For those responsible for the maintenance and management of HVAC water systems, industry guidance documents from organisations such as HSE and BSRIA provide an essential reference.
Based on the latest British and European standards, these documents give best practice guidance and the latest thinking on the various stages of water treatment; from design and pre-commissioning cleaning through to handover and ongoing maintenance.
However, these guidelines are not ‘the law’ and following them to the letter does not always produce the best results.
What is the difference between legislation, codes of practice and guidance?
Legislation contains statutory conditions that must be met in order to comply with the law. Non-compliance can leave organisations and individuals open to prosecution, fines and punishment.
Industry guidelines and codes of practice are not legal documents, however, they can be used as evidence for the prosecution in legal cases.
Following the best practice advice in these documents will, in most cases, ensure compliance with any relevant legal requirements.
What is the problem with industry guidance?
While there is little doubt about the crucial role BSRIA guidance plays in informing water treatment policy, the problem lies with how the guidelines are interpreted and applied.
For example, BSRIA BG29 (Pre-commission cleaning of closed systems) and BS 8552:2020 (Sampling and Monitoring of Water from Building Services Closed Systems – Code of Practice) give guidance about pre-commissioning cleaning, yet despite this, there is still a major problem with corrosion in closed-circuit systems.
One of the reasons for this – and a common issue we see again and again – is that BG29 has been taken as the law, with little thought given to the individual system.
How should industry guidance be used?
BG29 contains the latest thinking surrounding pre-commissioning cleaning and is therefore a vital resource for design engineers, installation contractors, facilities managers and anyone involved in the pre-commissioning cleaning process.
It should be used to inform the method statement, rather than blindly followed without taking into account the specifics of that particular system.
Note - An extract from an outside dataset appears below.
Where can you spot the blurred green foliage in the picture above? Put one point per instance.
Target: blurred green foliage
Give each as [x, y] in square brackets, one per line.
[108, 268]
The key point here is that BSRIA guidelines are not legislation and they should not be treated as such. While they can be used as evidence in legal cases, simply stating that BSRIA guidelines have been followed will, in many cases, not meet the mark.
Bespoke is best!
There is no silver-bullet approach to pre-commissioning cleaning or water treatment in general and taking this approach could lead to all sorts of problems further down the line, with corrosion, pipe degradation and over flushing, which wastes huge amounts of water and chemicals.
While water systems that are cleaned and maintained in accordance with BSRIA guidance are less likely to experience operational issues, every water system is unique in its operational environment, application and usage.
To get the best results, water treatment policy needs to go beyond the guidelines, using BG29 as a starting point together with monitoring and trend analysis to allow FMs and building managers to manage their HVAC systems in a bespoke and efficient way.